“It’s okay,” Juniper soothed, changing tactics. Whether her mother knew what happened that night was secondary right now. She had to get to Law, and quickly. So many things were locking into place at once that Juniper could hardly keep up. Had Law seen her crouching in the barn? Had he recognized her? Is that why he spared her life but convinced Reb to exile her only daughter? And did Jonathan know? The hospital marker board flashed in her mind’s eye: Dad. Had Jonathan been trying to warn her?
“It’s going to be okay,” Juniper said again, easing her hand from beneath where it was pinched between her mother’s arm and the cupboard door. “We’re going to be just fine.”
Her mother seemed to be in shock, or at least completely numb to the world around her. Sleepless nights, long days in the ICU, and now her entire life imploding before her eyes. What was going through her mind? Juniper had so many questions, but they would have to wait.
She grabbed her phone from her back pocket and unlocked it, then paused with her finger over the nine. Calling the police made the most sense, but what if Everett responded? Juniper couldn’t trust him. She also refused to call Cora, and didn’t know India or Barry well enough to drag them into this nightmare. Jonathan was in the hospital. She and Ashley were estranged. There was no one in Jericho that Juniper could call. A lightning bolt of longing made her heart sigh Sullivan, but she shoved the thought away before it could reduce her to tears.
Juniper was on her own.
The wind had started to howl, and Juniper instantly regretted her decision to forgo her coat and slip out the back door. But the barn wasn’t far, and Law was somewhere inside. Juniper ducked her head and ran, her feet sure from a lifetime of walking the path.

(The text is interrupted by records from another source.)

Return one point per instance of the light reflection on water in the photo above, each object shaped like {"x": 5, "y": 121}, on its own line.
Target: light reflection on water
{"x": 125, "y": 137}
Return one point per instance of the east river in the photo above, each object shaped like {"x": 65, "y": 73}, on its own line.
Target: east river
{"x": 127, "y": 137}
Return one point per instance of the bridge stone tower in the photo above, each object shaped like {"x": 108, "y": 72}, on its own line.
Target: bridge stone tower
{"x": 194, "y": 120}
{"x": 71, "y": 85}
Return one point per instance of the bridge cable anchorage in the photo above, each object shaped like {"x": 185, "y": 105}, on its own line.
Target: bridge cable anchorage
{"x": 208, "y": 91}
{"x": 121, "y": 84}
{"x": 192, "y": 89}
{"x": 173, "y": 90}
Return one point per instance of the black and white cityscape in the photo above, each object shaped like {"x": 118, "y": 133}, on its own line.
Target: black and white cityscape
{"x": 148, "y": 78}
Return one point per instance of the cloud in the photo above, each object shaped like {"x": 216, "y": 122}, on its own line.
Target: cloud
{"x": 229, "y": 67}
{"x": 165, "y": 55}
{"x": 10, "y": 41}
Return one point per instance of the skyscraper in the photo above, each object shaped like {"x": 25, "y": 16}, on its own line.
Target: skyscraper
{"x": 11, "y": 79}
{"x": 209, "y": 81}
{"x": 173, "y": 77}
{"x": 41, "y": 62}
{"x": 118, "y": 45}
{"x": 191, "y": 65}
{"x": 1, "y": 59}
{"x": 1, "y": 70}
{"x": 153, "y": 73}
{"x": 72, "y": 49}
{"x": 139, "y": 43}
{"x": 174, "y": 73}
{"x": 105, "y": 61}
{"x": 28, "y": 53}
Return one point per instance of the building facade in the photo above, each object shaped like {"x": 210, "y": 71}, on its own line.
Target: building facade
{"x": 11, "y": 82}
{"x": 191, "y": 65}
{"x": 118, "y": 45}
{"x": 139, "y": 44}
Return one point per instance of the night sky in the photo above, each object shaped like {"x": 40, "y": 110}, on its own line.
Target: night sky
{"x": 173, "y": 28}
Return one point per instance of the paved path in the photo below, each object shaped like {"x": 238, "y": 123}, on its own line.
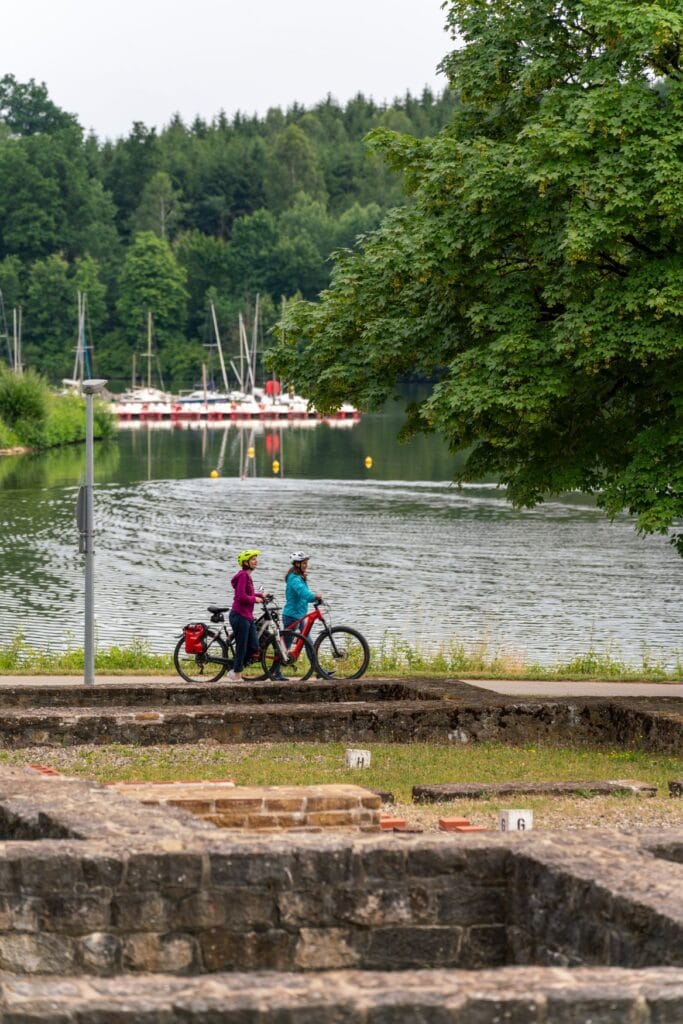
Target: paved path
{"x": 512, "y": 687}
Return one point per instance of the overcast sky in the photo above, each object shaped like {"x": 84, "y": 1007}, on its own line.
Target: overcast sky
{"x": 112, "y": 64}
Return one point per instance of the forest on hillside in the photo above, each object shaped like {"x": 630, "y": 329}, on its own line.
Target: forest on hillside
{"x": 172, "y": 220}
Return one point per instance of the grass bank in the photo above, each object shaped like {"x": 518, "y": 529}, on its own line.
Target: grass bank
{"x": 391, "y": 657}
{"x": 33, "y": 417}
{"x": 396, "y": 768}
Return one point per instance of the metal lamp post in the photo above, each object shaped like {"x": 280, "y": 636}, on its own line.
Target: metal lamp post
{"x": 85, "y": 518}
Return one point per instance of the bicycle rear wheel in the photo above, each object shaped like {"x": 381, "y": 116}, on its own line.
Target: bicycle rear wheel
{"x": 300, "y": 664}
{"x": 200, "y": 668}
{"x": 341, "y": 652}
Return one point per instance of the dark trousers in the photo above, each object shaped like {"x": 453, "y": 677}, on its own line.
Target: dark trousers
{"x": 246, "y": 639}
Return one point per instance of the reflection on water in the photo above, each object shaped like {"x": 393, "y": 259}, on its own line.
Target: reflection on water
{"x": 396, "y": 549}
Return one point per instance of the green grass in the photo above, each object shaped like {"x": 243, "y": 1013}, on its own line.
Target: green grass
{"x": 391, "y": 657}
{"x": 395, "y": 767}
{"x": 31, "y": 415}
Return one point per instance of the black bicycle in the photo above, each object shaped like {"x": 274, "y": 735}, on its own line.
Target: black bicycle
{"x": 205, "y": 652}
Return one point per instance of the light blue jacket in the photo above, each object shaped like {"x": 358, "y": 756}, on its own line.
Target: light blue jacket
{"x": 297, "y": 596}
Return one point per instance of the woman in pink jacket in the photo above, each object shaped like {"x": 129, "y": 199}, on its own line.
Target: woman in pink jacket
{"x": 242, "y": 612}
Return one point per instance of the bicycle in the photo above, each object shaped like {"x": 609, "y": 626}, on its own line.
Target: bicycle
{"x": 340, "y": 651}
{"x": 204, "y": 654}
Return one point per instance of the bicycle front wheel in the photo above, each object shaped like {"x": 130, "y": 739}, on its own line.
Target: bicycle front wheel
{"x": 341, "y": 652}
{"x": 200, "y": 668}
{"x": 299, "y": 664}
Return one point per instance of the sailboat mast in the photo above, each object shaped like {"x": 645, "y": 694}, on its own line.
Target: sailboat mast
{"x": 254, "y": 341}
{"x": 219, "y": 346}
{"x": 4, "y": 333}
{"x": 150, "y": 349}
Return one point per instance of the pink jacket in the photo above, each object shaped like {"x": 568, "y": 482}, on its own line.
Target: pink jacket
{"x": 245, "y": 595}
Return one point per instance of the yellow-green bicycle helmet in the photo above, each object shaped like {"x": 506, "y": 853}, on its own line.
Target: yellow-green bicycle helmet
{"x": 244, "y": 556}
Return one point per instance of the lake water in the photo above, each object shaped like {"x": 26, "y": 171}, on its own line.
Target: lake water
{"x": 396, "y": 549}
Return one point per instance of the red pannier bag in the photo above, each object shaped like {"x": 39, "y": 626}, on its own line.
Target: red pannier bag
{"x": 195, "y": 633}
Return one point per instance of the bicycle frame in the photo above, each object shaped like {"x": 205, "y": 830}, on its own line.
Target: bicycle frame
{"x": 305, "y": 625}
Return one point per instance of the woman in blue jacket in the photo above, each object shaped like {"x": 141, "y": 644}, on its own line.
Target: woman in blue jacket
{"x": 297, "y": 593}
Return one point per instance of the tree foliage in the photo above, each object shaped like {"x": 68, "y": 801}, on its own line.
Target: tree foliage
{"x": 247, "y": 205}
{"x": 538, "y": 274}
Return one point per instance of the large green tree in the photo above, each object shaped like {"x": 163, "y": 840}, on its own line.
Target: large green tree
{"x": 538, "y": 273}
{"x": 153, "y": 281}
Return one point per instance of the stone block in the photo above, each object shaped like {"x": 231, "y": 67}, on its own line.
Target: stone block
{"x": 227, "y": 819}
{"x": 315, "y": 909}
{"x": 203, "y": 909}
{"x": 151, "y": 952}
{"x": 333, "y": 801}
{"x": 464, "y": 902}
{"x": 578, "y": 1008}
{"x": 483, "y": 945}
{"x": 222, "y": 950}
{"x": 258, "y": 867}
{"x": 433, "y": 858}
{"x": 22, "y": 913}
{"x": 75, "y": 914}
{"x": 199, "y": 807}
{"x": 101, "y": 871}
{"x": 331, "y": 819}
{"x": 384, "y": 905}
{"x": 37, "y": 953}
{"x": 383, "y": 861}
{"x": 163, "y": 871}
{"x": 50, "y": 871}
{"x": 503, "y": 1009}
{"x": 99, "y": 953}
{"x": 265, "y": 820}
{"x": 289, "y": 804}
{"x": 144, "y": 911}
{"x": 248, "y": 909}
{"x": 331, "y": 864}
{"x": 390, "y": 948}
{"x": 239, "y": 803}
{"x": 325, "y": 948}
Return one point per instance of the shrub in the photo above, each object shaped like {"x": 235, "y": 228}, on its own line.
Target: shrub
{"x": 23, "y": 399}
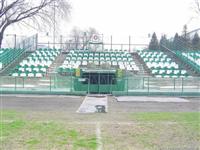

The Bakers’ barn was larger than the Murphys’, and much more modern. Cement floors, large doors for machines, rows of fluorescent lights so that Lawrence could work on engines and honey-do projects after sunset. When Juniper laid her hand on the pedestrian door, it was unlatched and the barn was bathed in darkness. Still, she was freezing, so instead of being careful, she yanked it open and stepped inside.
Juniper should have been grateful to get out of the incessant wind, but the second she crossed the threshold she was aware of only one thing: the scent of gasoline. It was so strong, she pulled her sweater up over her nose and mouth while she waited for her eyes to adjust to the silty dark. Even breathing through the thick fabric, she almost had to back out.
“I wondered if you’d come.”
The voice was much closer than Juniper anticipated. She couldn’t stop the yelp that escaped her lips. Law’s workbench was just beyond the door, and the scrape of his feet on sawdust-covered concrete betrayed his position.
“I guess it’s kind of dark, isn’t it?” Almost before the question was out of his mouth, Law had flicked on the lights over his workbench. The line of bare bulbs wasn’t nearly as bright as the full fluorescents that lit up the barn like daylight, but Juniper had to throw up her hand to shield her eyes anyway.
“What have you done?” Juniper asked. She meant the stench of gasoline, the wide, wet lines of it that she could see crisscrossing the floor like modern art. But Law didn’t take it that way.
“You don’t waste any time, do you?” He coughed out a harsh laugh. “Not even a hello for your old man?”
Juniper swallowed. “Hi, Dad.”
“I’m not your dad.”
She had nursed hurt about her biological father for years, but wasn’t Lawrence the only father she had ever known? “You were all I had,” she said.
Law’s face was lined from years of farm work and disappointment, the wrinkles deep as the rows he would disc every spring. It was a hard face, but one she had known since the day she was born, and when it crumpled, she took a step to comfort him. It surprised her as much as it did him.
He stopped her with a raised hand. “Neither of you kids were ever mine.”
“That’s not true—”
“Calvin Murphy was Jonathan’s father.”
The final bolt slid home, and suddenly Juniper knew. She knew everything as if her whole world had finally snapped into Technicolor focus. Juniper knew that over thirty-four years ago Rebecca Connor had married for convenience. That she had found solace in the arms a neighbor—someone handsome, someone closer to her age—for a time. Maybe it was just sex. Maybe it was more. Did it matter? Juniper understood that unhappy years had gone by, until Rebecca’s daughter was finally leaving home, and the possibility of leaving herself was suddenly a hope she dared to hold in the palm of her hand.